Enfin, voici une vue du site en 2019. On remarquera que le train à moitié dans l'entrepôt a disparu, ainsi que la locomotive située à côté. Des voitures garées devant l'entrée permettent de bien se faire une idée de l'activité du site, qui fait que sur place on se devait d'être très discret et ne surtout pas parler.

Une dizaine de mois plus tard, le 4 Février 2020 parait un article Hongrois parlant du sauvetage d'une des locomotives, une MAV 301. Résumé rapide de l'article via Google : "Budapest - Une locomotive à vapeur a volé vers son nouvel emplacement : le Parc de l'Atelier Eiffel de l'Opéra d'État Hongrois. La locomotive portant le Numéro 301-006 a été récupérée dans les ruines de l'ancien atelier principal d'Istvántelk, et elle fera l'objet de rénovations mineures.
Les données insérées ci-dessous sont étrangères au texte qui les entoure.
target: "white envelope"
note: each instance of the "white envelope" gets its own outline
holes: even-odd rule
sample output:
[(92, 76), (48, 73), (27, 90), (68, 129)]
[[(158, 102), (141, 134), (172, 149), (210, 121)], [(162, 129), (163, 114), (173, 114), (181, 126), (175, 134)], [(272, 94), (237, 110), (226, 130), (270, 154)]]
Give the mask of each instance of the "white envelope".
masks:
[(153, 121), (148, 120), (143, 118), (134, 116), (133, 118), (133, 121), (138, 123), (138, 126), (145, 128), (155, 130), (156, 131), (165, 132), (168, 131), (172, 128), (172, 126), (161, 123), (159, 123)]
Le site nord a été fermé en 2009. Les bâtiments dominants du site ont été déclarés monuments. L'Atelier Eiffel de l'Opéra est en cours de construction ici." Est-ce à croire que l'entrepôt sera, à terme, rasé ?

Le Jeudi 16 Avril 2020, un article parle d'un incendie survenu sur le site. Traduction rapide : "Des wagons de chemin de fer inutilisés ont brûlés à Budapest (4ème Arrondissement). L'incendie a également affecté la structure du toit du bâtiment adjacent. Lors de l'incident, des pompiers professionnels de la capitale sont sortis, et ont éteint les flammes à l'aide de quatre jets d'eau. Personne n'a été blessé." Ci-dessous des photos de l'article. S'il est sûr que la locomotive MAV 301 de l'article plus haut a été sauvée, le sort de ce qui restait sur place ne fait aucun doute, surtout pour les wagons en bois... Triste fin pour Istvántelek, le "Red Star Train Graveyard".